The effects of lack of containment in children who are emotionally neglected can sometimes be more difficult to recognise.  Children who are not given much emotional feedback sometimes grow up in a kind of emotional “vacuum” where they experience that their feelings are either not real, or do not matter.  This can sometimes  result in an adult who puts the needs of other people ahead of her own needs, and who needs to placate and please others in order to earn their approval.  She might not even recognise what her own needs are. Because this person can be productive and devoted in her adult roles, she might spend her entire life feeling unnoticed, but she gains her sense of personal  value from the things she does for others.

Learning containment skills as an adult when you did not receive containment as a child is no easy process, as you do not have a built in “template” for what containment is and how it really feels.  It is something you will have to practise. Here are some ways in which you can start. 

Notice how you feel when the people around you, or your children, are expressing their feelings.  Reflect on these feelings, and what they may be telling you about your own experience of containment, or the lack of it, when you were a child in your formative years. 

Think about memories of your own childhood, and how the adults around you responded to you when you expressed your feelings.
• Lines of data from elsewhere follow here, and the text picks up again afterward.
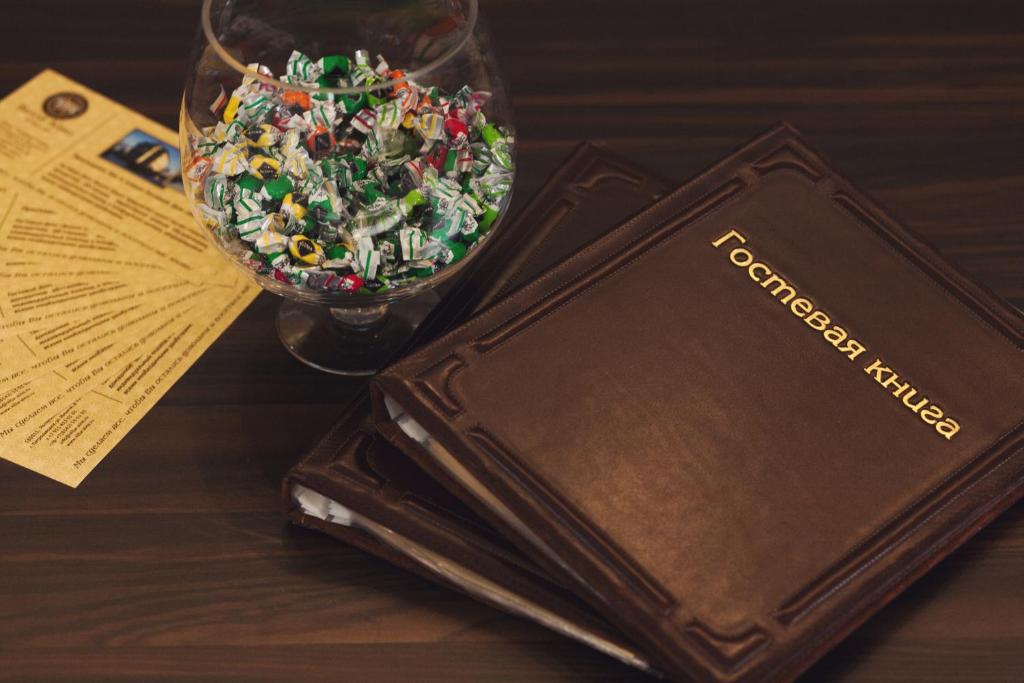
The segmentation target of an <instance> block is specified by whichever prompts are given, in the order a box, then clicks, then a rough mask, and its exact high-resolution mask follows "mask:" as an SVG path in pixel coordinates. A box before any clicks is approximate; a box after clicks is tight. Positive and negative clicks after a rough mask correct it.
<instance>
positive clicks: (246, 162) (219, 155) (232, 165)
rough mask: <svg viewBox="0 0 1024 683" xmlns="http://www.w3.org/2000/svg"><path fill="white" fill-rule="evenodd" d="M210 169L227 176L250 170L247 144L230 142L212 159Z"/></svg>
mask: <svg viewBox="0 0 1024 683" xmlns="http://www.w3.org/2000/svg"><path fill="white" fill-rule="evenodd" d="M210 162H211V164H210V170H211V171H212V172H213V173H220V174H222V175H226V176H236V175H241V174H242V173H244V172H246V171H248V170H249V160H248V158H247V157H246V150H245V145H243V144H229V145H226V146H223V147H221V148H220V150H218V151H217V152H216V153H215V154H214V155H213V157H212V158H211V159H210Z"/></svg>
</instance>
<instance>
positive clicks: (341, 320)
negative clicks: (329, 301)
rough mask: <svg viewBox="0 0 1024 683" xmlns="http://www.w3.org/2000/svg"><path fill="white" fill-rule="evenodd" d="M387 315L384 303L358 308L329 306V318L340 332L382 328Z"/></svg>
mask: <svg viewBox="0 0 1024 683" xmlns="http://www.w3.org/2000/svg"><path fill="white" fill-rule="evenodd" d="M388 315H389V311H388V307H387V305H386V304H382V305H380V306H366V307H360V308H331V318H332V319H333V321H334V323H335V325H336V326H337V328H338V330H339V331H340V332H356V333H366V332H373V331H375V330H379V329H381V328H383V327H384V326H385V325H386V324H387V318H388Z"/></svg>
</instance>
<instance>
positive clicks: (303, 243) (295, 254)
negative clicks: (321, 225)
mask: <svg viewBox="0 0 1024 683" xmlns="http://www.w3.org/2000/svg"><path fill="white" fill-rule="evenodd" d="M288 252H289V253H290V254H291V255H292V257H293V258H294V259H295V260H297V261H301V262H302V263H305V264H306V265H319V264H321V263H322V262H323V261H324V248H323V247H321V246H319V245H318V244H316V243H315V242H313V241H312V240H310V239H309V238H307V237H305V236H304V234H296V236H293V237H292V239H291V241H290V242H289V243H288Z"/></svg>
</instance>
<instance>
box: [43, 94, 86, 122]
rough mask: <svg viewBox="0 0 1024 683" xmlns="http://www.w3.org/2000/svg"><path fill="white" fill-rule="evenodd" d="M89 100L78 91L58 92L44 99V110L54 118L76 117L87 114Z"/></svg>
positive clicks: (51, 116)
mask: <svg viewBox="0 0 1024 683" xmlns="http://www.w3.org/2000/svg"><path fill="white" fill-rule="evenodd" d="M87 109H89V100H87V99H86V98H85V97H83V96H82V95H80V94H78V93H77V92H58V93H56V94H55V95H50V96H49V97H47V98H46V100H45V101H43V111H44V112H46V115H47V116H51V117H53V118H54V119H74V118H76V117H80V116H82V115H83V114H85V110H87Z"/></svg>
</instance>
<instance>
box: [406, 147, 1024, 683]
mask: <svg viewBox="0 0 1024 683" xmlns="http://www.w3.org/2000/svg"><path fill="white" fill-rule="evenodd" d="M779 171H790V172H795V173H797V174H799V175H801V176H803V177H804V178H805V179H806V180H808V181H809V182H810V183H811V184H812V185H813V186H814V187H815V188H816V189H817V191H819V193H821V194H823V195H824V196H825V197H827V198H828V199H829V200H831V201H833V202H836V203H837V204H838V205H839V206H841V207H842V208H844V209H845V210H846V211H847V213H848V214H849V215H851V216H853V218H854V219H855V220H857V222H859V223H860V224H862V225H863V226H864V227H865V228H866V229H868V230H869V231H870V232H872V233H873V234H876V236H877V237H878V238H879V239H881V240H884V241H886V242H887V243H889V244H890V246H892V247H894V249H895V251H896V253H897V254H899V255H900V256H901V257H902V258H903V259H904V260H906V261H907V262H908V263H909V264H910V265H911V266H912V267H915V268H919V269H920V270H922V271H923V272H924V273H925V274H926V275H927V276H928V278H929V280H930V281H931V282H932V283H933V284H935V285H936V286H937V287H938V288H940V289H941V290H943V291H944V292H945V293H946V294H947V295H948V296H951V297H953V298H954V299H955V300H956V301H957V302H958V303H959V304H961V305H963V306H965V308H967V309H968V310H969V311H970V312H971V313H972V314H973V315H974V316H975V317H976V318H977V319H978V321H979V322H981V323H982V324H984V325H986V326H987V327H988V328H989V329H990V331H992V332H994V333H995V334H997V335H999V336H1000V337H1002V340H1004V341H1005V342H1009V343H1010V344H1011V345H1012V346H1013V347H1014V348H1015V349H1017V350H1018V351H1021V350H1022V347H1024V341H1022V333H1021V331H1020V330H1019V329H1017V328H1015V327H1014V326H1015V325H1019V319H1018V318H1016V317H1015V316H1013V315H1010V314H1008V313H1006V312H1005V311H1002V310H1001V309H1002V306H1001V305H1000V304H999V303H998V302H997V301H994V300H992V299H989V300H988V301H987V302H986V301H985V300H984V298H983V297H981V296H979V295H978V294H977V292H976V286H974V285H973V284H972V283H970V281H967V280H965V279H964V278H963V276H957V275H956V273H955V270H954V269H953V268H952V266H949V265H948V264H945V263H944V262H943V261H942V259H941V257H935V256H933V255H931V254H929V253H927V249H926V248H925V247H924V246H923V245H922V244H920V243H918V242H916V240H915V239H914V238H912V236H910V234H909V233H907V232H906V230H905V228H903V227H902V226H901V225H899V224H898V223H896V222H895V221H894V220H892V219H891V218H890V217H889V216H888V214H887V213H886V212H885V211H884V210H882V209H881V208H879V207H877V206H874V205H873V203H872V202H871V200H869V199H867V198H866V197H861V196H860V194H859V193H857V190H856V189H855V188H853V186H852V185H851V184H850V183H849V182H848V181H847V180H846V179H845V178H843V177H842V176H841V175H840V174H838V173H836V172H835V171H833V170H831V169H830V168H829V167H828V166H827V164H825V163H824V162H822V161H821V160H820V159H819V158H818V156H817V155H816V154H815V153H813V152H812V151H811V150H809V148H807V147H806V146H805V145H803V143H802V142H800V140H799V139H797V138H794V137H793V136H792V135H787V134H785V135H783V141H782V142H781V143H780V144H776V145H775V146H773V147H772V148H771V150H770V151H768V152H767V153H765V154H762V155H761V156H759V157H758V158H757V159H756V160H754V161H749V162H746V163H744V164H742V165H741V166H740V168H739V169H738V170H737V171H736V172H734V173H733V174H732V177H731V178H730V179H728V180H727V181H725V182H723V183H721V184H719V185H718V186H717V187H716V188H715V189H713V190H711V191H710V193H708V194H706V195H705V196H703V197H701V198H700V199H699V200H697V201H696V202H693V203H691V204H690V205H688V206H687V207H685V208H684V209H683V210H682V211H680V212H676V214H675V215H674V216H673V217H671V218H669V219H667V220H665V221H663V222H662V223H660V224H658V225H656V226H655V227H654V228H652V229H650V230H648V231H647V232H646V233H645V234H643V237H642V238H640V239H639V240H638V241H637V242H635V243H633V244H630V245H629V246H628V247H626V248H625V249H624V250H622V251H620V252H617V253H614V254H612V255H610V256H609V257H607V258H605V259H604V260H602V261H600V262H598V263H597V264H595V265H594V266H592V267H590V268H589V269H588V270H587V271H586V272H584V273H581V274H579V275H577V276H575V278H573V279H572V280H571V281H569V282H568V283H566V284H564V285H563V286H561V287H560V288H558V289H556V290H555V291H554V292H552V293H551V294H550V295H549V296H547V297H545V298H543V299H542V300H540V301H538V302H536V305H534V306H531V307H530V308H528V309H527V310H525V311H520V312H519V313H516V314H512V315H510V316H509V317H507V318H505V319H504V321H502V322H501V323H500V324H499V325H497V326H494V327H492V328H489V329H488V330H486V331H484V332H483V333H481V334H478V335H476V336H475V337H474V338H473V339H472V340H471V341H469V342H467V343H466V345H467V346H468V348H469V349H470V350H471V351H472V352H475V353H478V354H480V355H483V354H486V353H487V352H489V351H492V350H494V349H496V348H498V347H499V346H501V345H502V344H504V343H506V342H508V341H509V340H510V339H512V338H514V337H515V336H516V335H518V334H521V333H522V332H524V331H525V330H527V329H528V328H529V327H531V326H532V325H534V324H536V323H538V322H539V321H541V319H543V318H544V317H547V316H548V315H551V314H553V313H555V312H556V311H557V310H559V309H561V308H562V307H564V306H565V305H567V304H568V303H570V302H571V301H572V300H573V299H575V298H577V297H578V296H580V295H581V294H582V293H583V292H585V291H586V290H587V289H589V288H590V287H591V286H593V285H595V284H596V283H597V282H599V281H601V280H603V278H605V276H608V275H609V274H611V273H613V272H615V271H616V270H617V269H620V268H622V267H625V266H626V265H628V264H630V263H632V262H633V261H635V260H637V259H639V258H642V257H643V255H644V254H645V253H647V252H648V251H649V250H650V249H651V248H652V247H653V246H654V245H655V244H657V243H658V242H660V241H663V240H665V239H667V238H670V237H671V236H672V234H674V233H675V232H677V231H678V230H680V229H681V228H682V227H684V226H685V225H687V224H688V223H690V222H692V221H693V220H695V219H697V218H700V217H702V216H705V215H707V214H708V213H710V212H711V211H714V210H715V209H717V208H718V207H719V206H721V205H722V204H724V203H725V202H728V201H729V200H731V199H733V198H734V197H736V196H737V195H738V194H739V193H741V191H742V190H743V189H744V188H746V187H748V186H749V183H748V182H745V181H744V178H750V177H751V176H752V174H753V176H755V177H757V176H760V177H764V176H767V175H770V174H772V173H775V172H779ZM837 187H839V188H840V189H837ZM851 207H853V210H851ZM972 290H975V291H972ZM413 392H414V393H416V394H417V395H418V397H420V398H422V397H423V396H422V394H420V393H419V391H416V389H415V388H413ZM468 417H469V416H464V419H465V418H468ZM463 433H464V434H465V435H466V437H467V441H468V442H471V443H473V446H472V447H474V450H476V451H478V452H480V451H484V452H485V454H486V455H488V456H490V457H492V458H493V459H495V460H498V461H500V462H501V466H502V467H503V469H505V470H506V471H507V472H508V474H509V475H511V476H512V477H513V479H515V480H517V481H518V482H520V483H521V482H523V481H528V482H529V483H530V484H531V486H532V488H531V489H530V488H529V487H523V489H524V490H528V492H530V496H531V498H534V499H535V501H536V502H539V503H540V504H541V505H542V506H543V507H544V508H546V509H548V510H549V511H551V512H552V513H554V514H555V515H557V516H558V517H559V518H560V519H561V521H562V522H563V523H564V525H565V527H566V529H567V530H568V532H570V533H571V535H572V536H573V537H574V538H575V539H578V540H579V541H580V542H581V543H582V544H583V545H584V546H585V547H587V548H588V549H589V551H590V552H592V553H594V554H595V555H596V556H597V557H598V558H599V559H600V561H601V562H602V564H603V565H604V566H605V567H607V569H609V570H611V571H613V572H614V573H615V574H616V575H618V577H620V578H621V579H623V580H625V581H626V582H627V583H628V585H630V587H631V589H632V590H633V593H634V595H636V596H637V597H639V598H640V599H642V600H643V601H644V602H646V603H647V604H648V605H649V606H650V607H653V608H654V609H656V610H657V611H659V612H660V613H663V614H666V615H667V614H668V611H669V610H671V609H672V608H673V607H674V606H676V603H675V600H674V598H673V597H672V596H671V594H670V593H669V592H668V591H667V590H666V589H665V588H664V587H662V586H660V585H658V583H657V582H656V581H655V580H653V578H651V577H649V575H648V574H647V573H646V572H645V571H644V570H643V569H642V568H641V567H640V566H639V565H638V563H637V562H636V561H635V560H634V559H633V558H631V557H630V556H629V555H628V554H627V553H625V551H623V550H622V549H621V548H618V547H617V546H616V545H615V544H614V543H613V542H612V541H611V540H610V539H608V538H606V536H605V535H604V533H603V532H601V531H600V529H597V528H595V527H594V526H593V524H592V523H591V521H590V520H589V519H587V518H586V516H585V515H583V514H582V513H580V512H579V511H575V510H573V509H571V507H570V506H569V505H568V504H567V502H566V501H564V500H563V498H562V497H561V496H559V495H558V494H557V493H556V492H553V490H550V489H549V488H548V487H546V486H543V485H541V480H540V479H539V478H538V477H537V476H536V475H535V474H534V473H532V472H531V470H530V469H529V468H528V467H527V466H526V465H525V464H524V463H523V461H522V460H521V459H520V458H518V457H517V456H515V454H513V453H511V452H510V451H509V450H508V449H507V447H505V446H502V447H501V449H500V450H499V451H498V452H497V454H496V451H495V449H492V447H485V449H481V447H480V446H481V443H480V439H479V438H477V436H478V435H480V434H488V432H487V431H486V430H485V428H484V427H483V426H482V425H480V424H479V423H473V426H472V427H470V428H469V429H468V430H467V431H464V432H463ZM487 440H489V441H492V442H497V439H495V437H494V436H489V438H488V439H487ZM1022 442H1024V423H1021V424H1018V425H1017V426H1015V427H1014V428H1013V429H1012V430H1011V431H1010V432H1008V433H1007V434H1006V435H1004V436H1002V437H1000V438H999V439H997V440H996V442H994V443H992V444H990V445H989V446H987V447H985V449H982V451H981V452H980V453H979V454H977V455H976V456H975V457H974V458H972V459H971V460H970V461H968V462H967V463H966V464H965V465H964V466H962V467H961V468H959V469H958V470H956V471H955V472H953V473H951V474H950V475H949V477H947V479H946V481H944V482H943V483H942V484H940V485H939V486H937V487H936V488H934V489H932V490H931V492H929V493H927V494H926V495H925V496H923V497H922V498H921V500H919V501H915V502H914V503H913V504H911V505H910V506H908V507H907V508H906V509H904V510H902V511H901V512H900V513H898V514H897V515H895V516H894V517H892V518H891V519H890V520H889V522H888V523H887V524H886V525H884V526H883V527H882V528H880V529H878V530H877V531H876V532H873V533H872V535H870V536H869V537H868V538H866V539H865V540H864V542H863V543H862V544H860V545H859V546H858V547H857V548H855V549H853V550H852V551H851V552H850V553H849V554H847V555H846V556H844V557H843V558H841V559H840V560H838V561H837V563H836V564H834V565H833V566H831V567H829V568H828V569H826V570H825V571H824V572H823V573H822V574H821V575H819V577H817V578H816V579H814V580H812V582H811V583H810V584H809V585H808V586H806V587H804V588H802V589H800V590H798V591H797V592H795V593H794V594H793V596H792V597H791V598H788V599H787V600H785V601H784V602H783V603H782V604H781V605H779V607H778V608H777V609H776V610H775V611H774V613H773V615H774V616H775V621H776V623H777V624H778V625H780V626H782V627H792V626H794V625H796V624H797V623H798V622H799V621H800V620H802V618H803V617H804V616H805V615H806V614H808V613H810V612H811V611H813V610H814V608H815V607H817V606H819V605H820V604H822V603H823V602H825V601H826V600H827V599H829V598H830V597H833V596H834V595H836V594H837V593H838V592H839V591H840V590H841V589H842V588H843V587H844V586H846V585H847V584H849V583H850V582H852V581H853V580H854V579H856V578H857V577H858V575H860V574H862V573H863V572H864V571H866V570H867V569H868V568H869V567H870V566H871V565H872V564H874V563H876V562H877V561H878V560H879V559H880V558H881V557H882V556H883V555H884V554H886V553H887V552H890V551H891V550H892V549H893V548H895V547H897V546H898V545H899V544H900V543H901V542H903V541H904V540H906V539H907V538H909V537H910V536H912V535H913V533H915V532H916V531H919V530H921V529H922V528H923V527H924V526H925V524H927V522H928V521H930V520H931V519H932V518H933V517H935V516H936V515H938V514H940V513H941V512H942V511H943V510H944V509H945V508H947V507H948V506H950V505H952V504H953V503H955V502H956V501H957V500H958V499H961V498H962V497H964V496H965V495H966V494H968V493H969V492H970V490H971V488H973V487H974V486H975V485H977V484H978V483H979V482H980V481H982V480H984V479H985V478H986V477H987V476H989V475H990V474H991V473H992V472H994V471H996V470H997V469H998V468H999V467H1001V466H1004V465H1005V464H1006V463H1007V462H1008V461H1010V460H1011V459H1013V458H1014V457H1015V456H1018V455H1020V454H1021V452H1022V451H1021V446H1022ZM496 455H497V456H498V457H497V458H496ZM535 492H536V493H535ZM538 494H540V495H539V496H538ZM676 635H677V637H681V638H682V639H684V640H686V641H687V642H689V643H690V645H691V648H690V651H691V654H692V655H694V656H696V657H697V658H698V659H700V660H701V661H702V664H703V666H711V667H712V668H713V669H715V670H718V671H719V672H720V673H722V674H723V675H732V674H734V673H735V672H737V671H738V670H739V669H740V668H741V667H742V666H743V665H744V664H745V663H746V661H749V660H750V659H751V658H752V657H753V656H754V655H755V654H756V653H757V652H759V651H761V650H762V649H764V648H765V647H767V645H768V644H769V643H770V642H771V636H770V634H769V632H768V631H767V630H766V629H765V628H764V627H763V626H761V625H758V624H748V625H741V626H738V627H737V626H733V627H732V628H731V629H730V630H728V631H723V630H716V629H713V628H711V627H709V626H708V625H706V624H703V623H701V622H700V621H699V620H697V618H690V620H688V621H687V622H686V623H685V624H684V625H682V628H681V629H680V630H679V631H677V632H676Z"/></svg>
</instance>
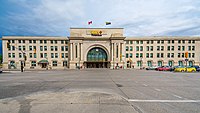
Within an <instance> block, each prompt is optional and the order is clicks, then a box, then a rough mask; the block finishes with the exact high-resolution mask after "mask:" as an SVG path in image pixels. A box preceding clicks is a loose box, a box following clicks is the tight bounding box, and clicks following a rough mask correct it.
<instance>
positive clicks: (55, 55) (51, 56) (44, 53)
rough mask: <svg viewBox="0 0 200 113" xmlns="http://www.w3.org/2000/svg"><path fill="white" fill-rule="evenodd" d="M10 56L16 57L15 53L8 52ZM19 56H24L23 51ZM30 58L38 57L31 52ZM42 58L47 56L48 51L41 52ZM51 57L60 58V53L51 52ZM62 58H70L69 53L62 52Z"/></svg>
mask: <svg viewBox="0 0 200 113" xmlns="http://www.w3.org/2000/svg"><path fill="white" fill-rule="evenodd" d="M8 58H15V53H8ZM19 58H23V54H22V53H19ZM29 58H37V54H36V53H29ZM40 58H47V53H40ZM51 58H58V53H51ZM60 58H68V53H61V54H60Z"/></svg>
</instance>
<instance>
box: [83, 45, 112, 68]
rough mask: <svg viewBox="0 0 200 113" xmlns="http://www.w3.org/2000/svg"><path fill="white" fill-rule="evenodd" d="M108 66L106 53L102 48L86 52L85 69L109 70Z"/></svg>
mask: <svg viewBox="0 0 200 113" xmlns="http://www.w3.org/2000/svg"><path fill="white" fill-rule="evenodd" d="M109 64H110V62H109V61H108V56H107V53H106V51H105V50H103V49H102V48H99V47H95V48H92V49H91V50H90V51H89V52H88V54H87V61H86V62H85V67H86V68H109Z"/></svg>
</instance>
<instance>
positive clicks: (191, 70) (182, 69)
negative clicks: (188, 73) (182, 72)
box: [174, 67, 196, 72]
mask: <svg viewBox="0 0 200 113" xmlns="http://www.w3.org/2000/svg"><path fill="white" fill-rule="evenodd" d="M186 70H187V72H196V68H194V67H187V68H186V67H178V68H176V69H175V70H174V71H175V72H186Z"/></svg>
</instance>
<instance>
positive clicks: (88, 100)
mask: <svg viewBox="0 0 200 113" xmlns="http://www.w3.org/2000/svg"><path fill="white" fill-rule="evenodd" d="M199 86H200V74H199V73H198V72H195V73H178V72H176V73H175V72H167V71H147V70H134V69H129V70H110V69H84V70H59V71H26V72H24V73H21V72H17V71H14V72H9V71H8V72H4V73H1V74H0V113H18V112H19V113H43V112H48V113H51V112H52V113H55V112H57V113H68V112H69V113H120V112H123V113H199V112H200V107H199V106H200V88H199Z"/></svg>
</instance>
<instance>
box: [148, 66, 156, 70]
mask: <svg viewBox="0 0 200 113" xmlns="http://www.w3.org/2000/svg"><path fill="white" fill-rule="evenodd" d="M156 68H158V67H157V66H150V67H147V68H146V70H156Z"/></svg>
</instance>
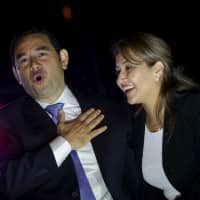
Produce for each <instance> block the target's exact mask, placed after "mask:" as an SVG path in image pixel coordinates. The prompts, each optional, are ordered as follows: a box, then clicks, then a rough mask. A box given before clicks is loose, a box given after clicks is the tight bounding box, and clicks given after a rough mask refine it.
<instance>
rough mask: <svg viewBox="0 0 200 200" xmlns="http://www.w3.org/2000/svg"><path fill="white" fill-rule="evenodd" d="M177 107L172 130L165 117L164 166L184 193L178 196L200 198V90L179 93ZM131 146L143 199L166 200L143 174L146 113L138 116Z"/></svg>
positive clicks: (166, 171) (136, 121) (133, 124)
mask: <svg viewBox="0 0 200 200" xmlns="http://www.w3.org/2000/svg"><path fill="white" fill-rule="evenodd" d="M174 106H175V118H176V124H175V127H174V129H173V133H172V134H171V135H170V134H169V132H168V131H169V129H168V128H167V124H168V121H169V119H168V116H165V124H164V135H165V136H164V138H163V152H162V156H163V167H164V171H165V173H166V176H167V178H168V180H169V181H170V182H171V184H172V185H173V186H174V187H175V188H176V189H177V190H178V191H180V193H181V194H182V196H181V197H179V198H177V199H181V200H197V199H200V93H198V92H191V93H185V94H184V93H183V94H179V95H178V97H177V99H176V102H175V104H174ZM133 125H134V126H133V133H134V134H133V135H132V137H133V138H132V143H131V146H132V148H133V150H134V152H135V160H136V163H137V166H138V172H137V174H138V175H139V180H138V182H139V183H138V189H139V191H140V198H139V199H141V200H143V199H144V200H164V199H165V198H164V196H163V192H162V191H161V190H159V189H156V188H155V187H152V186H150V185H148V184H147V183H145V181H144V180H143V176H142V152H143V144H144V130H145V114H144V113H143V112H141V113H140V114H139V116H136V117H135V122H134V124H133Z"/></svg>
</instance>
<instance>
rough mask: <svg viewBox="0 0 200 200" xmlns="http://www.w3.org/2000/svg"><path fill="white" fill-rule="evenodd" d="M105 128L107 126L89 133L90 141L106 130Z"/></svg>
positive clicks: (104, 131) (93, 130) (104, 126)
mask: <svg viewBox="0 0 200 200" xmlns="http://www.w3.org/2000/svg"><path fill="white" fill-rule="evenodd" d="M107 128H108V127H107V126H102V127H100V128H97V129H95V130H93V131H91V132H90V133H89V136H90V140H91V139H93V138H95V137H96V136H98V135H100V134H101V133H103V132H105V131H106V130H107Z"/></svg>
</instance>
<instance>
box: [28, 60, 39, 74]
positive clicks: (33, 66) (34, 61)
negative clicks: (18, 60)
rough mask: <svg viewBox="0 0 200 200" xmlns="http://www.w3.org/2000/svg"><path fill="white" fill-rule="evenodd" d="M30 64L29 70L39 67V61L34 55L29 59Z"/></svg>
mask: <svg viewBox="0 0 200 200" xmlns="http://www.w3.org/2000/svg"><path fill="white" fill-rule="evenodd" d="M30 66H31V70H33V71H34V70H38V69H40V63H39V61H38V59H37V58H35V57H32V58H31V60H30Z"/></svg>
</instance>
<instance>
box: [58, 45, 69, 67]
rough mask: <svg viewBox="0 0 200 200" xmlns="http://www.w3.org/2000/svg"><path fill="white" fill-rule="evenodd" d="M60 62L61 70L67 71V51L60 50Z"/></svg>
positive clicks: (68, 61)
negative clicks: (61, 64) (61, 67)
mask: <svg viewBox="0 0 200 200" xmlns="http://www.w3.org/2000/svg"><path fill="white" fill-rule="evenodd" d="M60 60H61V63H62V68H63V69H64V70H66V69H67V67H68V66H67V65H68V62H69V54H68V51H67V50H66V49H61V50H60Z"/></svg>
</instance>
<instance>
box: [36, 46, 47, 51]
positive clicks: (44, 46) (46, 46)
mask: <svg viewBox="0 0 200 200" xmlns="http://www.w3.org/2000/svg"><path fill="white" fill-rule="evenodd" d="M49 49H50V48H49V47H47V46H41V47H37V48H36V49H35V50H36V51H40V50H47V51H48V50H49Z"/></svg>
When you find yourself having a strong feeling in daily life, consider all the ways you could respond to the feeling.  Look at your habitual choices, and consider if there are some new options you could try, such as positive self talk, where you affirm the importance and value of what you are feeling, and consider ways in which you could express the feeling safely and without harm to anyone. New options to consider could include journalling;  joining a support group for people in the same life situation as you; structured physical exercise where you focus your energies; developing and practising a creative outlet, as many forms of creativity allow you to explore emotions; developing supportive new routines;  or sharing your feelings with a mentor, friend or relative who accepts you as you are.  If you have strong feelings that want expression, such as anger, you will need to learn how to manage these without either suppressing them, or acting them out in ways that are destructive to yourself or those around you. This can take some patience, but in this way you can learn to be your own therapist and trustworthy friend. 

Containment in therapy

So how does a psychotherapist work with containment? Psychotherapy is an unusual situation,  where containment is offered in a very active manner. If you express your feelings while you are with a psychotherapist, they are not going to go unnoticed, and the psychotherapist will respond to them directly.  When clients first start in psychotherapy, they may not have words for how they experience this containment process, except that they feel as though they have been listened to and understood. Sometimes at the beginning, clients do not even recognise that they are being listened to in a new way, as they have never experienced this before.

One of the things a psychotherapist is very much aware of is the need to pick up on, and respond to, your underlying feelings, even if you have learned to mask them with polite and social behaviour.  Psychotherapists value feelings.  Often people who have not paid much attention to their feelings for years may feel afraid that if they start to get in touch with them, they will be overwhelmed and it will be too much.  The psychotherapist is able to reassure them that their feelings are understandable, and that by working in partnership, you can identify them, name them, cope with them better, and eventually make some new choices about how to live with them, so that you feel more balanced and resourced in your emotional life.   A psychotherapist will not be frightened or alarmed by your feelings.  Eventually, you can internalise the psychotherapist’s approach to your feelings and take on the attitude of kindness and acceptance towards yourself.